March's official manufacturing Purchasing Managers' Index (PMI) returned to growth for the first time since July with a reading of 50.2, a survey showed last week. Meanwhile, mainland exporters expect trade performance to improve in 2016 from last year despite an unstable exchange rate and rising costs, the commerce ministry said last week, citing a survey, according to Reuters.
However, a sustained trade recovery depends on the global outlook.
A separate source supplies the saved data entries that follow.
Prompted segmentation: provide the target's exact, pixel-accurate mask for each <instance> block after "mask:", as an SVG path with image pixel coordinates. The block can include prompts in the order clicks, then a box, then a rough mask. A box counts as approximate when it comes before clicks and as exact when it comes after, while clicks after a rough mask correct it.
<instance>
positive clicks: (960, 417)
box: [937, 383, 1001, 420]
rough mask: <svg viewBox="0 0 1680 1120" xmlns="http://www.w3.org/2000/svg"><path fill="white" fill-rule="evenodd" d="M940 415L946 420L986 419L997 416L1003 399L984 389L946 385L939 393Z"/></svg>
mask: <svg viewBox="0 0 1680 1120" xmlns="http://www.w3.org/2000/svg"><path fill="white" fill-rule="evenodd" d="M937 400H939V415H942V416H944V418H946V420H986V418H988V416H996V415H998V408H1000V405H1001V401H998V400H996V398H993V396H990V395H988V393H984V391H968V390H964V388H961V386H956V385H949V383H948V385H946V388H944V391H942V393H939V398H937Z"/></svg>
A persistent weakness in external demand increases China's downside risks, according to HSBC. Still, the People's Bank of China (PBOC) has plenty of liquidity tools available in its war chest to stem any sharp crashes, including cuts to its benchmark interest rate and reserve requirement ratio as well as open market operations, the bank explained in a recent report.
But more than monetary policy, economists widely agree that supply-side reforms will be key to reinvigorating an economy growing at its slowest pace in 25 years.
"Appropriate demand expansion should be complemented by trimming overcapacity, inventory destocking, deleveraging, cost reduction and improving weak links in the economy," Chris Leung, an economist at DBS, said in a note.
"In the field of production, there is a need to enhance high-quality supply, increase effective supply, improve the adaptability and flexibility of the supply structure, and increase total factor productivity to make the supply-side more adaptable to changes in the evolving structure of the economy."
Clarification: This article has been updated since first published to show that exports increased at the highest rate since February 2015
Correction: Reuters subsequently corrected China's dollar-denominated import figure from 13.8 percent to 7.6 percent.